Post Cold War records revealed that Stalin had engineered the whole Korean War to embroil China in a war with the U.S. While fighting America, China would be dependent on Soviet military, and economic aid, keeping them in the Soviet Orbit. Stalin correctly feared that China would take an independent line. China, and Russia are not natural allies, but rivals. Imperial Russia had taken vast border areas from Manchu China, in the 19th Century, and Stalin feared Mao would want them back. The Korean War delayed the Sino/Soviet Split by over 10 years.

The Soviet Union was the biggest winner of the Korean War. Stalin had successfully manipulated everyone, and advanced Soviet Policy. Japan was the other major winner. The Americans ended the occupation earlier then planned, restoring her full sovereignty. The Peace Treaty ending WWII was perhaps more favorable to Japan then it otherwise might have been. The Americans wanted Japan on their side in the Cold War.
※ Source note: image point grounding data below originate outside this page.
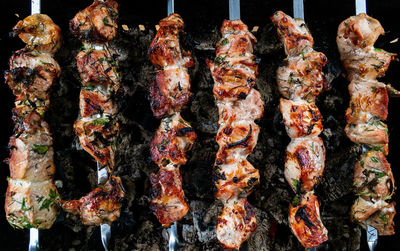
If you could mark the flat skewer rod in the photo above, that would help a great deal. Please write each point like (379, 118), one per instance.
(173, 229)
(105, 229)
(361, 6)
(372, 233)
(34, 232)
(234, 9)
(170, 7)
(298, 9)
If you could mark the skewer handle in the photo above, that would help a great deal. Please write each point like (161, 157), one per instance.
(34, 239)
(170, 7)
(234, 9)
(298, 9)
(361, 6)
(173, 237)
(35, 7)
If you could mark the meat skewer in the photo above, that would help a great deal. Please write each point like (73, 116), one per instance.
(31, 194)
(97, 127)
(234, 71)
(300, 80)
(169, 94)
(373, 178)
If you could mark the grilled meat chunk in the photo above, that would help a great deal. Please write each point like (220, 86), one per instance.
(234, 71)
(301, 118)
(98, 137)
(300, 80)
(173, 138)
(373, 178)
(305, 221)
(31, 204)
(40, 33)
(165, 50)
(97, 23)
(294, 33)
(98, 66)
(100, 206)
(301, 76)
(169, 92)
(236, 223)
(168, 199)
(304, 163)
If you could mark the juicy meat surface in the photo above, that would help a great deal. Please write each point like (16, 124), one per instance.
(294, 33)
(234, 72)
(304, 163)
(100, 206)
(301, 118)
(31, 204)
(40, 33)
(168, 199)
(97, 23)
(305, 221)
(236, 223)
(98, 137)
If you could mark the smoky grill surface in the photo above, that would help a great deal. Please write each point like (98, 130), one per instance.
(138, 228)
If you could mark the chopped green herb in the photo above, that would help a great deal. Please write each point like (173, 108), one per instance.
(219, 60)
(45, 63)
(41, 149)
(48, 202)
(374, 159)
(224, 41)
(383, 218)
(99, 122)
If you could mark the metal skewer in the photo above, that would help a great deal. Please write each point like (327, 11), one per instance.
(372, 233)
(173, 241)
(34, 232)
(298, 12)
(105, 229)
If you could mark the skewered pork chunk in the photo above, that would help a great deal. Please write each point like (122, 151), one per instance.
(31, 198)
(300, 80)
(169, 94)
(368, 109)
(234, 71)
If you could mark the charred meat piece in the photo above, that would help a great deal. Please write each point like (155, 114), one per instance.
(168, 199)
(236, 223)
(97, 66)
(98, 137)
(301, 76)
(294, 33)
(100, 206)
(31, 198)
(165, 50)
(300, 80)
(40, 33)
(301, 118)
(305, 220)
(170, 92)
(173, 138)
(234, 72)
(304, 163)
(368, 109)
(97, 23)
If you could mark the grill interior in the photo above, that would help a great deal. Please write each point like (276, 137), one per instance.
(138, 228)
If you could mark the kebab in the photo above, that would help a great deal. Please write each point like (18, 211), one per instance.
(31, 198)
(97, 127)
(234, 71)
(373, 178)
(300, 80)
(169, 94)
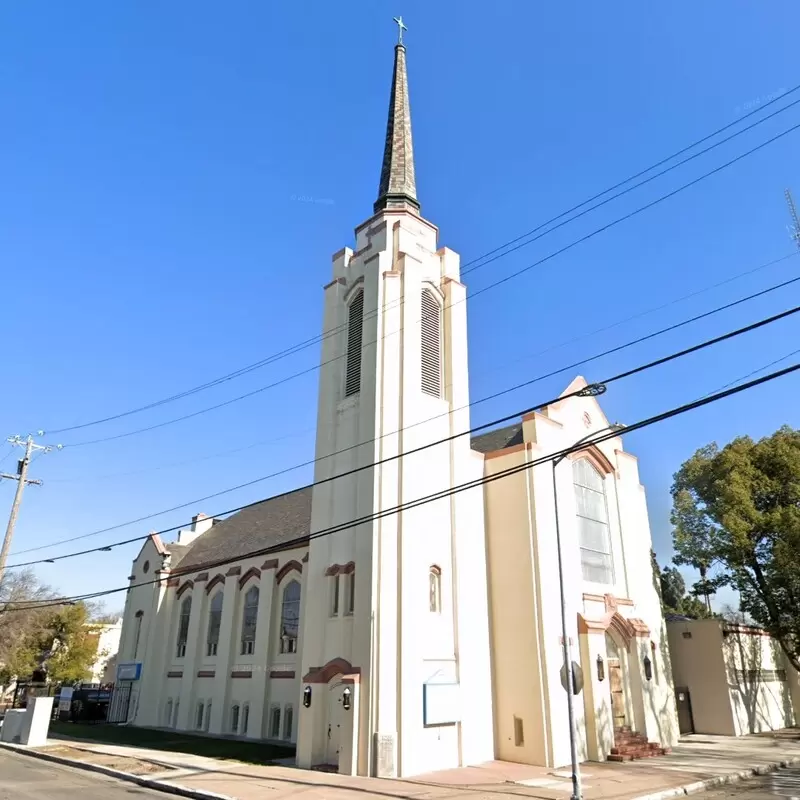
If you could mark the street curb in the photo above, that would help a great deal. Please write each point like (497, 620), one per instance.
(720, 780)
(148, 783)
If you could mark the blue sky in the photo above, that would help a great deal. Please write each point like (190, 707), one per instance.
(175, 178)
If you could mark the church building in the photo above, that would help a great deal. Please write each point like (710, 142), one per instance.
(403, 615)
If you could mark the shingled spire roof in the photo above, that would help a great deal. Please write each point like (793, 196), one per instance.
(398, 186)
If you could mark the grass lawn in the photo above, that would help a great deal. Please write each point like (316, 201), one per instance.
(235, 749)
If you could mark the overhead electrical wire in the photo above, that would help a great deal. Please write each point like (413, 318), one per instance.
(470, 265)
(402, 507)
(474, 294)
(515, 415)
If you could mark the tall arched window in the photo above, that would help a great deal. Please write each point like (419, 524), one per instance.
(290, 617)
(214, 624)
(355, 335)
(435, 589)
(593, 535)
(431, 344)
(183, 626)
(249, 621)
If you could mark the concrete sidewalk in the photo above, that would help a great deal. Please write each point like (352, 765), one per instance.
(697, 763)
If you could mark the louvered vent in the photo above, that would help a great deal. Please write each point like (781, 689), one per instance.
(431, 345)
(355, 332)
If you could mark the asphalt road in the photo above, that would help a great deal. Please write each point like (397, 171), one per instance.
(26, 778)
(784, 783)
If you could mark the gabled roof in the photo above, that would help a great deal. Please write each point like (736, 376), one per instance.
(271, 523)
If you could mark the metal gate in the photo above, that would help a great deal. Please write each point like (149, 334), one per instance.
(684, 703)
(119, 703)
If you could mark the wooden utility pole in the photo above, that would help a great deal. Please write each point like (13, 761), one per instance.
(22, 480)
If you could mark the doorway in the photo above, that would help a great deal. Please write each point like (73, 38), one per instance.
(616, 684)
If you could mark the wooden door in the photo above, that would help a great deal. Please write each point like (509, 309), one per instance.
(617, 693)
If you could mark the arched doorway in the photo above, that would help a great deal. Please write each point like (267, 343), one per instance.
(616, 682)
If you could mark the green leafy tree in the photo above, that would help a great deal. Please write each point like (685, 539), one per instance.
(736, 512)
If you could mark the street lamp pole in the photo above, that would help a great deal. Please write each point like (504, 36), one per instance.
(577, 792)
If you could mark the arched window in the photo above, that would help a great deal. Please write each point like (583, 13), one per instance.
(249, 621)
(593, 536)
(183, 626)
(214, 624)
(137, 632)
(435, 589)
(290, 617)
(431, 345)
(355, 335)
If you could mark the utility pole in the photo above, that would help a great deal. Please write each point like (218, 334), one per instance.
(22, 480)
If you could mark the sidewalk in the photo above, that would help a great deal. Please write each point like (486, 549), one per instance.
(697, 760)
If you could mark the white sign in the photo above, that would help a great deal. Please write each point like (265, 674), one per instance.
(441, 703)
(65, 698)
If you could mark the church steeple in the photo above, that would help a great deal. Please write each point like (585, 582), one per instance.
(398, 186)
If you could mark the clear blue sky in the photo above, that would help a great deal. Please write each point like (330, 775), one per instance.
(175, 178)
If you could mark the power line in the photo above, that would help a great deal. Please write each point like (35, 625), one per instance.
(338, 329)
(515, 415)
(300, 541)
(477, 293)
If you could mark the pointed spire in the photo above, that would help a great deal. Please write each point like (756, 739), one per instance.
(398, 186)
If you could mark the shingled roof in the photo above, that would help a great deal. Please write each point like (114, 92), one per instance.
(498, 439)
(271, 523)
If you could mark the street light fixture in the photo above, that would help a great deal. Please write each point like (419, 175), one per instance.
(573, 733)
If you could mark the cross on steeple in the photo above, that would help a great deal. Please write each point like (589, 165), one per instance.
(400, 28)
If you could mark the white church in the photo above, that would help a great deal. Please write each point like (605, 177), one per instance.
(380, 622)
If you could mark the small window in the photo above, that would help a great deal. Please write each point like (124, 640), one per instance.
(288, 714)
(519, 733)
(183, 626)
(235, 719)
(435, 589)
(431, 344)
(290, 617)
(355, 334)
(334, 595)
(350, 594)
(214, 624)
(275, 722)
(250, 621)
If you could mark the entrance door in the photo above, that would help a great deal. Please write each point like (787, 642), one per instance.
(334, 724)
(617, 693)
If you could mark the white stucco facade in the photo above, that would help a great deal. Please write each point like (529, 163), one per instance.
(402, 615)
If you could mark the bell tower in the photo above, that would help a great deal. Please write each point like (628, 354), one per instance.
(395, 648)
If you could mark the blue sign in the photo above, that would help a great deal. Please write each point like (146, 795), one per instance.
(129, 671)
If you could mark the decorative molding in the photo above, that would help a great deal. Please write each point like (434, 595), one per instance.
(253, 572)
(336, 666)
(288, 567)
(217, 579)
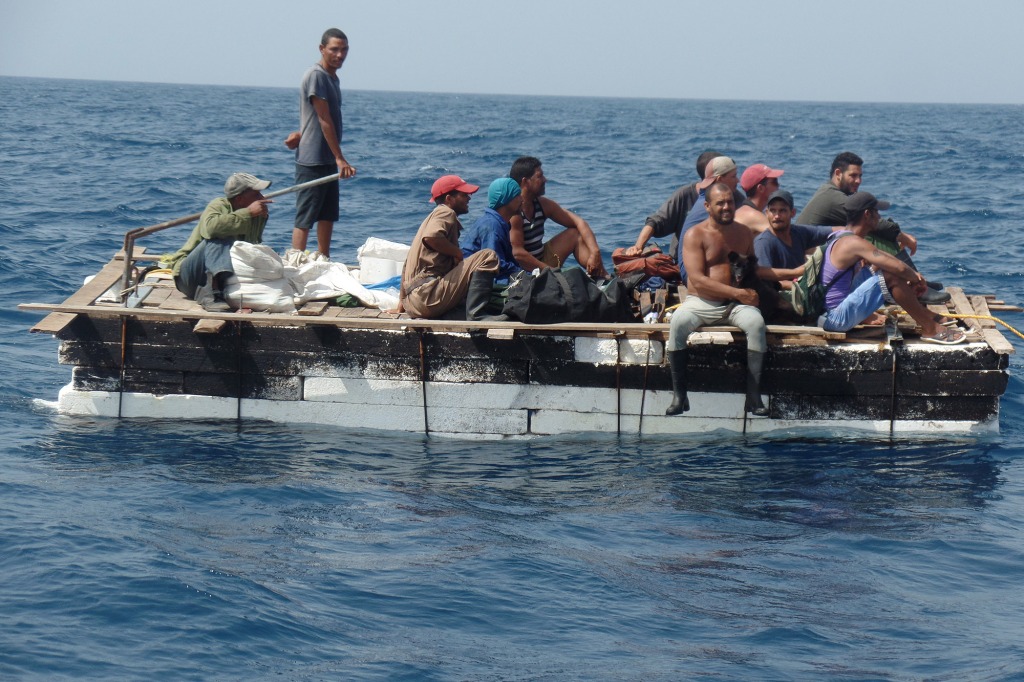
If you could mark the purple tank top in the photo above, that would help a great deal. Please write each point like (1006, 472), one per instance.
(837, 292)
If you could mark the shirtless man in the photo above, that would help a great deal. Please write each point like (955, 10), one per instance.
(528, 247)
(758, 181)
(856, 291)
(712, 297)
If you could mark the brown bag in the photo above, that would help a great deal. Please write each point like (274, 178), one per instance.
(651, 262)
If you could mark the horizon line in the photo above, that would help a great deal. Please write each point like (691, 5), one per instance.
(531, 94)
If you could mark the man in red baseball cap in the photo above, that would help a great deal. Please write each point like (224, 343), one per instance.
(436, 278)
(758, 181)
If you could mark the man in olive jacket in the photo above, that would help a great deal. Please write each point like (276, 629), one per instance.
(201, 266)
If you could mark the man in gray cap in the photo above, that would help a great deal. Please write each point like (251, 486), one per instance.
(782, 248)
(201, 266)
(827, 207)
(855, 292)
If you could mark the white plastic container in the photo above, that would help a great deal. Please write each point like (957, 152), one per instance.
(380, 259)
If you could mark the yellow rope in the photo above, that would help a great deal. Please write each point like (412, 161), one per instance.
(946, 314)
(992, 317)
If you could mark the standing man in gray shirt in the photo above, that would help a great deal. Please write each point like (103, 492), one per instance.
(317, 144)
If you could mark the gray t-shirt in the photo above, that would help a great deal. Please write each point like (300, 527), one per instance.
(313, 150)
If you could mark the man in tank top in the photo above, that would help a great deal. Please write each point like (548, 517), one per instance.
(528, 247)
(827, 207)
(856, 290)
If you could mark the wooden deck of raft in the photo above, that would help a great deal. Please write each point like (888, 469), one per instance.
(167, 303)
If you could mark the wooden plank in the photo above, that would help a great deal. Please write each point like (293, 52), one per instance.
(314, 308)
(801, 340)
(501, 334)
(705, 337)
(993, 337)
(97, 286)
(53, 323)
(346, 322)
(980, 306)
(209, 326)
(158, 297)
(963, 306)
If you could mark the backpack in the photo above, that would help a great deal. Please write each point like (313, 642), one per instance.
(651, 262)
(808, 293)
(569, 295)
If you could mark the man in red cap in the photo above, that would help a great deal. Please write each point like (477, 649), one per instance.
(436, 278)
(758, 181)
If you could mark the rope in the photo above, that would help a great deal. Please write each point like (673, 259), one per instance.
(967, 316)
(992, 317)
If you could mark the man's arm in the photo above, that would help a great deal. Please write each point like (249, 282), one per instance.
(441, 245)
(860, 248)
(517, 238)
(570, 219)
(753, 218)
(220, 223)
(645, 235)
(489, 239)
(331, 135)
(670, 216)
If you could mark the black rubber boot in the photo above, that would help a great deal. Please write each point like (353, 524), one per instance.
(755, 366)
(677, 369)
(478, 296)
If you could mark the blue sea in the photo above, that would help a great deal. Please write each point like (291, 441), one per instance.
(140, 550)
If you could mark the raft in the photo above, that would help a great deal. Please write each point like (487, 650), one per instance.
(162, 356)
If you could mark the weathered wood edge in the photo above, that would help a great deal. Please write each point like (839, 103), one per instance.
(635, 330)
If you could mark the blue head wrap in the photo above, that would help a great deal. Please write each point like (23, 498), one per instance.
(502, 192)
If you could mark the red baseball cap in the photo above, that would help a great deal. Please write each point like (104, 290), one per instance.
(757, 173)
(446, 183)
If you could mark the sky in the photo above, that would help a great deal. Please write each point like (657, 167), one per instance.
(871, 50)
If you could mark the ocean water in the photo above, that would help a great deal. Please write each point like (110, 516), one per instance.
(167, 550)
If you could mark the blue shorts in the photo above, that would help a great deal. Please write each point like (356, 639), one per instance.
(869, 294)
(315, 204)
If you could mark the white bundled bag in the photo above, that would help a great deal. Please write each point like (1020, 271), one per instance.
(259, 282)
(321, 280)
(380, 259)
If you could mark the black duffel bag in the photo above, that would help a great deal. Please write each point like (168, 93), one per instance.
(558, 296)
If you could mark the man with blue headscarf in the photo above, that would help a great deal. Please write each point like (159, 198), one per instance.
(492, 229)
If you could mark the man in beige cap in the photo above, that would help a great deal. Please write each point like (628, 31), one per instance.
(437, 276)
(202, 265)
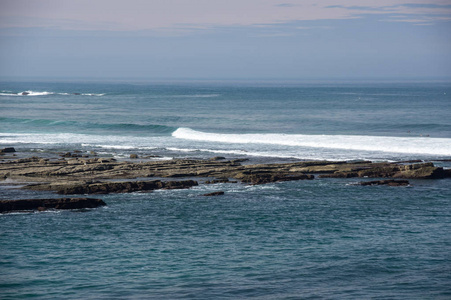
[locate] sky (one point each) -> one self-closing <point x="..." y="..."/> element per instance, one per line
<point x="225" y="39"/>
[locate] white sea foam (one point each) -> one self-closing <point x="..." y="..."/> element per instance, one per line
<point x="45" y="93"/>
<point x="407" y="145"/>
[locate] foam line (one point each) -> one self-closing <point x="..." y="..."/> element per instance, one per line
<point x="411" y="145"/>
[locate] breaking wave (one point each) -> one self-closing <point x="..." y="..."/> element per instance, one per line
<point x="45" y="93"/>
<point x="388" y="144"/>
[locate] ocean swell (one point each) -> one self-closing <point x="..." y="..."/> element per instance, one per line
<point x="388" y="144"/>
<point x="45" y="93"/>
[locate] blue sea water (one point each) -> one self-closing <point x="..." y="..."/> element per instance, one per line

They secured an American Alliance, that made her the Center Piece of U.S. East Asian Strategy. Japan's Economy was kickstarted by industrial demand generated by the war, and she received access to U.S. Markets. For Japan war made good business.
 

xsampa

Banned
What happens to Japan with no Korean War? Also could an earlier split make the Non-Aligned movement more than a fiction?
 
What happens to Japan with no Korean War? Also could an earlier split make the Non-Aligned movement more than a fiction?
You could start a whole TL out of no Korean War. The effects were global. Although Stalin succeeded in his goal of keeping China tied to the Soviet Block, he caused the West to rearm, and launch a massive nuclear arms buildup. When the Berlin Blockade started in 1948, the U.S. had 12 disassembled A-Bombs, by 1953 it had hundreds, and had tested the H-Bomb. Since then the world has lived in the shadow of nuclear annihilation.
 
Yeah, you know Stalin was planning something when the Soviet delegation was absent during the UN vote to intercede in Korea.

ric350
 

marktaha

Banned
No need for invasion but I would have used the.A Bomb. I'd have halted after taking Pyongyang but then told Mao - you intervene in Korea and we nuke you.Surely MacArthur fdid want to use the Bomb?
 

xsampa

Banned
You could start a whole TL out of no Korean War. The effects were global. Although Stalin succeeded in his goal of keeping China tied to the Soviet Block, he caused the West to rearm, and launch a massive nuclear arms buildup. When the Berlin Blockade started in 1948, the U.S. had 12 disassembled A-Bombs, by 1953 it had hundreds, and had tested the H-Bomb. Since then the world has lived in the shadow of nuclear annihilation.
So no nukes. Maybe biochem cold wars instead
 
No need for invasion but I would have used the.A Bomb. I'd have halted after taking Pyongyang but then told Mao - you intervene in Korea and we nuke you.Surely MacArthur fdid want to use the Bomb?
It wasn't as straight forward as that. Both Washington, and Tokyo missed the clues that China would intervene. They thought it would be enough that only ROK troops would move up to the Yalu, though some Americans did reach it. Just threatening China like that would be dangerous. The Americans worried about the Soviet reaction. If they thought there was a high probability of Chinese intervention the UN wouldn't have invaded NK. They might have let the ROK go in, without Allied ground troops, it would've been hard to stop them anyway. There is no evidence that MacArthur ever even talked about using the bomb with anyone, at the time.